Mirosław znakomicie spisała się w prekwalifikacjach, gdy biła dwukrotnie rekord globu z Rzymu z 2023 r. (6,24) - w pierwszym biegu olimpijskim miała 6,21, a w drugim znakomity czas 6,06.

22-letnia Kałucka także zaprezentowała się w prekwalifikacjach bardzo dobrze, poprawiając dwa razy rekord życiowy - najpierw na 6,47, a następnie na 6,38.

We właściwych eliminacjach Mirosław jak przystało na liderkę pokonała (6,10) najsłabszą, 14. z preelimincji Aniyę Holder z RPA (9,36 , wygrała afrykańskie kwalifikacje IO)), a Kałucka, liderka PŚ z 2022, była lepsza (6,65) od Nowozelandki Sarah Tetzlaff (8,41, wygrała wcześniej kwalifikacje IO z Oceanii).

Mirosław była czwarta w Tokio, gdy medale przyznawano w kombinacji (czyli boulderingu, prowadzeniu i na czas łącznie). W Paryżu jest faworytką konkurencji.

Kwalifikację wywalczyła we wrześniu 2023 w Rzymie (w finale pokonała Aleksandrę Kałucką), ustanawiając rekord globu, poprawiony teraz dwa razy w Paryżu.

22-letnia Kałucka awans na IO zapewniła sobie w czerwcu Budapeszcie wygrywając drugie zawody kwalifikacyjne, co pozowoliło jej zająć miejsce w czołowej piątce.
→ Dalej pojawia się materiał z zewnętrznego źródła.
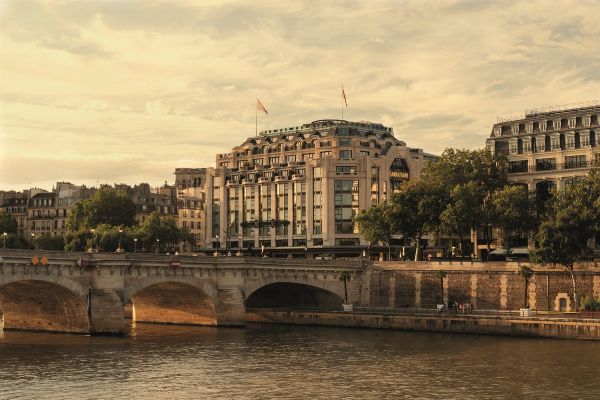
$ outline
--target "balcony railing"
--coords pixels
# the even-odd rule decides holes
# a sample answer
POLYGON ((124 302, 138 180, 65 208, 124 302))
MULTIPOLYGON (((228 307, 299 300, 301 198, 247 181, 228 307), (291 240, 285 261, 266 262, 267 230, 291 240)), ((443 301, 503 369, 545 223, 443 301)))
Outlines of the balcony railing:
POLYGON ((528 172, 547 172, 547 171, 557 171, 557 170, 571 170, 571 169, 586 169, 590 168, 592 162, 590 161, 580 161, 580 162, 570 162, 563 164, 538 164, 538 165, 528 165, 528 166, 515 166, 513 168, 508 168, 509 174, 524 174, 528 172))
Jest triumfatorką PŚ z 2022 r., a obecnie zajmuje trzecie miejsce w rankingu IFSC.

Awans do najlepszej ósemki wywalczyły oprócz Polek: Amerykanka Emma Hunt (6,38), Chinki Lijuan Denh (6,48) i Zhou Yafei (6,55), Hiszpanka Leslie Perez Romero (7, 26) oraz Indonezyjki: mistrzyni świata Desak Made Rita Dewi (6,28) i Rajiah Sallsabillach, która odpadła od ścianki w eliminacjach w biegu z Hiszpanką Perez, ale dostała się do finału z czasem z prekwalifikacji (6,58).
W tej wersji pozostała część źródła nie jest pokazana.